Полина Марковна покачивала головой:
— Ой, не стрястись бы беде, Михайла. Уж с Василием тепере — неискупимый грех на нас… а Ленча — такая ить бедовая да упрямая.
— Помалкивай! Быть по-моему! Без Орловых нету нам пути! А дочь не пощажу, ежели чего супротив моей воли удумат, гадюка. Её и себя пореш… — Но он оборвал фразу. Сжал кулаки. Застонал.
Полина Марковна испуганно отпрянула от супруга, но промолчала.
Михаилу Григорьевичу было худо, в сердце болело, и он, ещё выпив прямо из графина смородиновой настойки и забыв помолиться, завалился в одежде и сапогах на кровать с высокой белоснежной постелью. Полина Марковна покорно и участливо раздела супруга, который стал бредить и метаться, обтёрла смоченным рушником потное, пропеченное солнцем лицо. Потом долго молилась, стоя на коленях перед образами.
Предсвадебная суета охватила большой и многолюдный дом Охотниковых. Ножной «Зингер» чуть не круглосуточно мелодично и деловито постукивал и поскрипывал в одной из горниц. Дошивали приданое. Из города была приглашена модистка. Приехала помогать Дарья со старшей дочерью Глашей. Однако прока от Дарьи было мало: она не столько помогала с шитьём или советами, сколько ходила без большой надобности по чистому и хозяйственному дворам, щелкала кедровые орехи и показывала в беспричинной улыбке свои красивые полные губы и белую бровочку зубов охотниковским работникам, особенно чернокудрому, женолюбивому конюху Черемных. По такому случаю Игнат снова надел свою длинную красную рубаху со щеголеватыми крупными голубыми пуговицами на вороте.

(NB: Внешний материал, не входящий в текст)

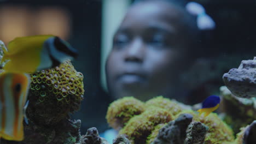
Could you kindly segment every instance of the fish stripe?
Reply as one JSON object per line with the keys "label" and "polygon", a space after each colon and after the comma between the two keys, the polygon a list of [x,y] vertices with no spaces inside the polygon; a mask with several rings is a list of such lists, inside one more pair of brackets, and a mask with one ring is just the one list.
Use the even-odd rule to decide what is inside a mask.
{"label": "fish stripe", "polygon": [[[54,45],[54,38],[49,38],[46,41],[45,41],[46,49],[48,49],[48,51],[50,52],[49,55],[50,57],[54,58],[54,59],[57,61],[59,63],[62,63],[67,59],[72,59],[73,57],[69,55],[67,55],[61,51],[58,50],[56,46]],[[54,62],[53,62],[54,63]],[[55,64],[53,64],[54,65]]]}
{"label": "fish stripe", "polygon": [[0,77],[0,102],[1,103],[1,118],[0,118],[0,131],[4,130],[4,125],[5,125],[5,106],[4,104],[5,99],[3,91],[3,87],[4,86],[4,79],[6,76],[5,74],[2,74]]}
{"label": "fish stripe", "polygon": [[[1,123],[0,135],[8,140],[22,140],[23,107],[27,97],[30,77],[23,74],[7,74],[0,77],[0,83],[4,84],[0,85],[0,100],[3,101],[3,98],[4,99],[5,106],[3,107],[5,110],[3,112],[6,113],[6,116],[2,115],[4,123]],[[16,87],[18,83],[21,86],[19,89]]]}
{"label": "fish stripe", "polygon": [[19,122],[19,114],[20,113],[19,111],[19,106],[18,101],[20,99],[20,96],[21,93],[21,89],[20,90],[19,92],[16,91],[16,86],[18,83],[20,83],[21,87],[21,89],[22,88],[22,85],[21,85],[21,80],[20,80],[20,77],[19,75],[15,75],[14,77],[13,78],[13,83],[11,85],[11,89],[13,89],[13,97],[14,97],[14,109],[15,109],[15,118],[14,118],[14,127],[13,127],[13,135],[14,137],[16,137],[18,135],[18,122]]}
{"label": "fish stripe", "polygon": [[5,104],[5,123],[4,133],[8,135],[12,135],[13,133],[13,124],[14,122],[15,107],[12,89],[10,87],[12,83],[12,76],[10,74],[7,74],[4,80],[4,95]]}
{"label": "fish stripe", "polygon": [[65,44],[61,41],[61,40],[60,39],[60,38],[55,37],[54,44],[55,46],[54,47],[57,49],[57,50],[63,52],[67,55],[71,56],[74,58],[77,57],[77,52],[71,50],[67,45],[65,45]]}

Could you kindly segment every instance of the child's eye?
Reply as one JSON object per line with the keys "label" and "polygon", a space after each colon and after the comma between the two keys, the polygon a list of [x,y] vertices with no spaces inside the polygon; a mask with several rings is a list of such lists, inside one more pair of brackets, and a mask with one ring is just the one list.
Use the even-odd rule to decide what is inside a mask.
{"label": "child's eye", "polygon": [[154,35],[149,40],[149,44],[155,46],[164,46],[165,44],[165,38],[161,35]]}
{"label": "child's eye", "polygon": [[129,43],[129,39],[125,34],[119,34],[114,39],[113,45],[123,46]]}

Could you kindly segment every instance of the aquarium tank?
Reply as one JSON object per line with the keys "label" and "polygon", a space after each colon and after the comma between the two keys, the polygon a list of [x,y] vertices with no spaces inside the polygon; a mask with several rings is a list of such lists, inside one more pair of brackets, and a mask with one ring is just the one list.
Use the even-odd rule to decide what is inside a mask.
{"label": "aquarium tank", "polygon": [[0,0],[0,143],[256,144],[255,8]]}

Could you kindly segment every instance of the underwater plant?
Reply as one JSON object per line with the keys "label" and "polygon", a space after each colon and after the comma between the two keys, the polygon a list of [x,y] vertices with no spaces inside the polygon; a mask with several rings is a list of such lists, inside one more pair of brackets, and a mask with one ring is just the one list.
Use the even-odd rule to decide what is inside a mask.
{"label": "underwater plant", "polygon": [[78,110],[84,92],[83,80],[70,61],[31,74],[28,119],[39,125],[54,125]]}
{"label": "underwater plant", "polygon": [[115,101],[108,107],[106,116],[107,121],[110,127],[119,130],[131,118],[144,112],[145,104],[131,97]]}
{"label": "underwater plant", "polygon": [[[0,46],[3,49],[4,45],[0,43]],[[1,55],[0,58],[2,57]],[[5,72],[2,69],[5,64],[0,62],[0,74]],[[1,139],[1,143],[74,144],[79,142],[81,121],[69,120],[68,114],[78,110],[83,99],[83,74],[77,71],[68,60],[30,76],[30,102],[26,111],[28,124],[23,123],[25,139],[19,142]]]}
{"label": "underwater plant", "polygon": [[[113,103],[118,103],[123,99],[124,98],[117,100]],[[132,99],[133,100],[134,99]],[[154,103],[154,100],[157,102]],[[158,130],[166,125],[166,123],[174,120],[182,113],[191,115],[193,117],[193,123],[200,122],[208,128],[208,131],[205,135],[205,144],[222,144],[224,142],[233,142],[235,140],[232,129],[216,113],[211,113],[207,117],[204,117],[199,116],[197,113],[191,110],[181,108],[182,107],[182,106],[170,106],[168,104],[173,106],[179,105],[162,97],[149,100],[145,104],[146,105],[148,104],[148,105],[146,107],[146,110],[141,114],[130,118],[125,126],[119,131],[119,134],[125,135],[131,143],[150,143],[156,136]],[[152,105],[149,106],[150,104],[151,104]],[[119,106],[121,106],[121,105]],[[167,109],[165,109],[165,107]],[[168,109],[168,107],[171,108]],[[178,111],[180,111],[179,113],[177,112],[178,110],[174,107],[178,107]],[[113,107],[109,107],[109,109],[113,109]],[[120,108],[115,107],[114,109]],[[171,111],[172,109],[174,110],[175,112]],[[173,115],[172,113],[176,115]],[[188,133],[187,134],[188,135]],[[194,134],[193,135],[196,135]],[[190,139],[191,140],[191,138]]]}

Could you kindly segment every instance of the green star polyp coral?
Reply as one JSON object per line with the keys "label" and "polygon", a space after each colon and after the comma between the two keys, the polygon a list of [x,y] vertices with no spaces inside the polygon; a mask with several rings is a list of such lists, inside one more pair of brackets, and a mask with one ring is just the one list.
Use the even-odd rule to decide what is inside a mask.
{"label": "green star polyp coral", "polygon": [[131,118],[144,110],[144,103],[133,97],[125,97],[109,105],[106,118],[110,127],[119,130]]}
{"label": "green star polyp coral", "polygon": [[[130,103],[133,104],[126,105],[124,106],[124,103],[129,104],[129,100],[132,100]],[[123,102],[124,101],[125,103]],[[132,106],[136,104],[134,101],[139,101],[140,106],[144,105],[144,111],[141,111],[141,114],[130,115],[130,116],[133,116],[127,119],[127,124],[119,131],[119,134],[126,135],[131,143],[144,144],[152,142],[157,135],[158,130],[161,127],[165,125],[166,123],[176,119],[182,113],[191,114],[193,116],[193,122],[201,122],[209,128],[208,133],[205,135],[204,144],[223,144],[234,141],[232,130],[217,114],[211,113],[206,117],[202,115],[199,116],[196,112],[187,110],[188,107],[186,106],[162,97],[156,97],[146,103],[131,97],[119,99],[113,103],[119,104],[115,104],[114,106],[110,105],[108,110],[108,112],[108,112],[107,117],[115,117],[117,113],[127,113],[127,110],[133,109]],[[124,109],[124,107],[125,109]],[[119,118],[119,122],[123,121],[121,118],[122,117]],[[125,121],[126,121],[127,119]],[[114,121],[108,122],[111,122],[110,125],[115,125]]]}
{"label": "green star polyp coral", "polygon": [[131,118],[119,134],[127,135],[131,143],[145,143],[156,125],[170,122],[173,118],[173,116],[167,110],[152,106]]}
{"label": "green star polyp coral", "polygon": [[70,61],[31,74],[27,110],[30,120],[54,125],[79,108],[84,94],[83,76]]}

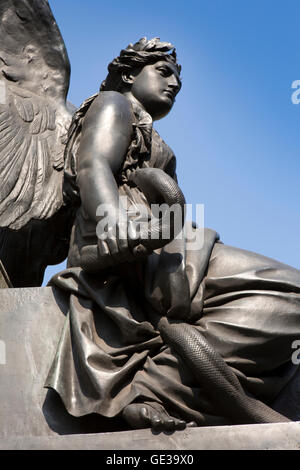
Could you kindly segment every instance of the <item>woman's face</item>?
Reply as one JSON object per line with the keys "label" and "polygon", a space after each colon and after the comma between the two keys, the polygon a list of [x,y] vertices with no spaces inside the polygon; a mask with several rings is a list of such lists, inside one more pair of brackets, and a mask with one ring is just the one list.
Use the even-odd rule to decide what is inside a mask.
{"label": "woman's face", "polygon": [[146,65],[133,78],[131,94],[141,103],[153,120],[161,119],[171,110],[181,81],[176,65],[161,60]]}

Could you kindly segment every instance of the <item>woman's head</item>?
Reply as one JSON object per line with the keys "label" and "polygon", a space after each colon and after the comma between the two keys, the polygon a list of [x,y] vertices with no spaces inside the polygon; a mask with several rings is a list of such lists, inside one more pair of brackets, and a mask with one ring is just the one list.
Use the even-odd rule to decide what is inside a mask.
{"label": "woman's head", "polygon": [[109,64],[108,71],[100,90],[130,93],[153,119],[170,111],[181,87],[174,46],[159,38],[129,44]]}

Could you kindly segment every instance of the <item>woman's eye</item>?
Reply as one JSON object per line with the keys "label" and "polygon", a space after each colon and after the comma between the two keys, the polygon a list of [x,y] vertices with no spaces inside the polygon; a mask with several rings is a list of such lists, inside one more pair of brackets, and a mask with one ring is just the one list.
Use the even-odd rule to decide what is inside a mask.
{"label": "woman's eye", "polygon": [[168,69],[159,68],[158,70],[159,70],[159,72],[161,73],[161,75],[163,75],[164,77],[167,77],[168,74],[169,74],[169,70],[168,70]]}

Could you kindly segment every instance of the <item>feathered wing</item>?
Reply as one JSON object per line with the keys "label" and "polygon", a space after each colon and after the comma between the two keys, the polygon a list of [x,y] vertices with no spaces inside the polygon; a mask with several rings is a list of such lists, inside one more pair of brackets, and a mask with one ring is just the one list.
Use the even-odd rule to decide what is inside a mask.
{"label": "feathered wing", "polygon": [[46,0],[0,1],[0,227],[62,206],[70,63]]}

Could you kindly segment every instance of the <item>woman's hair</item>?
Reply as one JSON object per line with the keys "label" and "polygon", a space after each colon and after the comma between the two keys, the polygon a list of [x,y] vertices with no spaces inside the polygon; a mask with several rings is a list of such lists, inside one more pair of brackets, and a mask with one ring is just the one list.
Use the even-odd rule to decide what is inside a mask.
{"label": "woman's hair", "polygon": [[123,86],[124,72],[143,68],[159,60],[172,62],[180,74],[181,66],[177,63],[176,50],[169,42],[161,42],[160,38],[142,38],[135,44],[129,44],[126,49],[122,49],[119,57],[108,65],[108,75],[102,82],[100,91],[119,91]]}

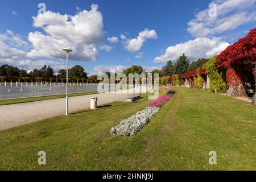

— Хор-роша кобылка, — говорил Игнат другому строковому — молодому, но осторожному Сидору Дурных, поглядывая на Дарью из потёмок конюшни. — Я похлопал бы её по крупу, пошурудил бы под потником. Бурятка, азиатчина, одначе — ладна, хороша, стерва. Я китаянку на своём веку мял, а до бурятки али монголки руки пока не дотянулись.
— Мотри: Григорич тебя самого не похлопал бы по крупу… орясиной аль вожжами. А то и мужик еёный, Иван, вскорости подъедет — тоже тебя, гляди, приласкат, ежели чиво прознат.
— Ничё, пуганые мы уже! Я, Сидорушка, в энтих делах воробей стреляный, — подмигнул Игнат. — От городовых тикал без портков через весь Иркутск по Большой — от мещаночки Погодкиной. Тады дикошарый муженёк еёный нагрянул со свидетелями. Даже стрельба, братишка, была. Но вот он я — жив-здоров, чего и тебе, тетеря сонная, жалаю!
— Ну-ну, воробей! Обод на телеге будем менять али к бабьему подолу носами зачнём тянуться? — посмеивался Сидор, засучивая рукава.
20
Накануне венчания собрался в доме Охотниковых весёлый, щебечущий девичник. Михаил Григорьевич предусмотрительно отъехал по делам в поля, на пасеку к Пахому, на таёжные лесосеки, и вернулся уже заполночь. Из девушек две были сердечными подружками Елены — высокая, статная, с чёрной длинной косой двадцатилетняя Александра Сереброк и суетливая, смешливая и некрасивая шестнадцатилетняя Наталья Романова, к которой Елена тянулась больше, чем к горделивой и яркой Александре.